Well before Manuel, this circuit too had held that the Constitution does not create a freestanding malicious-prosecution claim. Although aspects of that state-law tort may play roles in litigation under 42 U.S.C. §1983, the plaintiff still must show a violation of some specific constitutional right. See, e.g., Hurt v. Wise, 880 F.3d 831, 843 (7th Cir. 2018) (citing cases); Serino v. Hensley, 735 F.3d 588, 593 (7th Cir. 2013) ("[T]here is no such thing as a constitutional right not to be prosecuted without probable cause. Thus, [a plaintiff] must allege something else that does amount to a constitutional violation (even if he calls it malicious prosecution)."); Newsome v. McCabe, 256 F.3d 747, 751 (7th Cir. 2001). The district judge's conclusion that Stone could not do this, given her delay in seeking relief for the wrongful arrest and detention, led the court to dismiss the complaint under Fed. R. Civ. P. 12(b)(6).

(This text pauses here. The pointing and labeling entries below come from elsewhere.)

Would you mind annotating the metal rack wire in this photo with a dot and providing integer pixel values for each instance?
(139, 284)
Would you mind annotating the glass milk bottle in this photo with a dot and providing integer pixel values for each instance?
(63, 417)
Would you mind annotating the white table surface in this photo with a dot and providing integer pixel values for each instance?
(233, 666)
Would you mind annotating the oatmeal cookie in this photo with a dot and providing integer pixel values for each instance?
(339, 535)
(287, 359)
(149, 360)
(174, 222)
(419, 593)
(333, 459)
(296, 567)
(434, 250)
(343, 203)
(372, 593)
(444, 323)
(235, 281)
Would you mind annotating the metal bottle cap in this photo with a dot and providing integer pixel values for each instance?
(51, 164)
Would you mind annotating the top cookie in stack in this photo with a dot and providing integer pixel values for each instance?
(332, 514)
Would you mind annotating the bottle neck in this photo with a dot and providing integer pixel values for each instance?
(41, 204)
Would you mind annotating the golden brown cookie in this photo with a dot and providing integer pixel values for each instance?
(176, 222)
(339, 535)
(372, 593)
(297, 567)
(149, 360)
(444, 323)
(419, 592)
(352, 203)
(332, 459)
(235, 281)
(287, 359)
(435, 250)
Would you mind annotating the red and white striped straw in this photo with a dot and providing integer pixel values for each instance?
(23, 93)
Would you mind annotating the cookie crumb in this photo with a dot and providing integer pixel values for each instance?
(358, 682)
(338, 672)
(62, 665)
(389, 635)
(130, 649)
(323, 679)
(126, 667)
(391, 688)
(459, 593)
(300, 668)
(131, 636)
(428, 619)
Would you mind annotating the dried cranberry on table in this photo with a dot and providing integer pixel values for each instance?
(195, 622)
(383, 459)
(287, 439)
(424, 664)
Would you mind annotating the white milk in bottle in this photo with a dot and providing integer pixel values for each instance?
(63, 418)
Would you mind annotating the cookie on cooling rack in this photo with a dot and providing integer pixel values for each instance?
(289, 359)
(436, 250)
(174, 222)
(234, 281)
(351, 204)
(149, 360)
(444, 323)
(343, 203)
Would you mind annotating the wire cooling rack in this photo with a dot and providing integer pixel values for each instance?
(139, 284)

Stone's appellate brief proceeds as if there were a stand-alone federal constitutional right not to be prosecuted without probable cause, despite this court's contrary decisions. She does not ask us to reexamine these decisions; instead she ignores them. Nor does she ask us to treat the Fourth Amendment theory as live to the extent that it is used derivatively (through the lens of malicious prosecution). This strategy cannot succeed. The district court was right to hold, under decisions not questioned here, that Stone lacks a federal, stand-alone claim equivalent to the state-law tort of malicious prosecution. (Stone's reply brief does hint at a challenge to the law of this circuit, but the challenge is not express and at all events comes too late.)
The district court's decision sent all of Stone's state-law claims to state court. That is where they belong.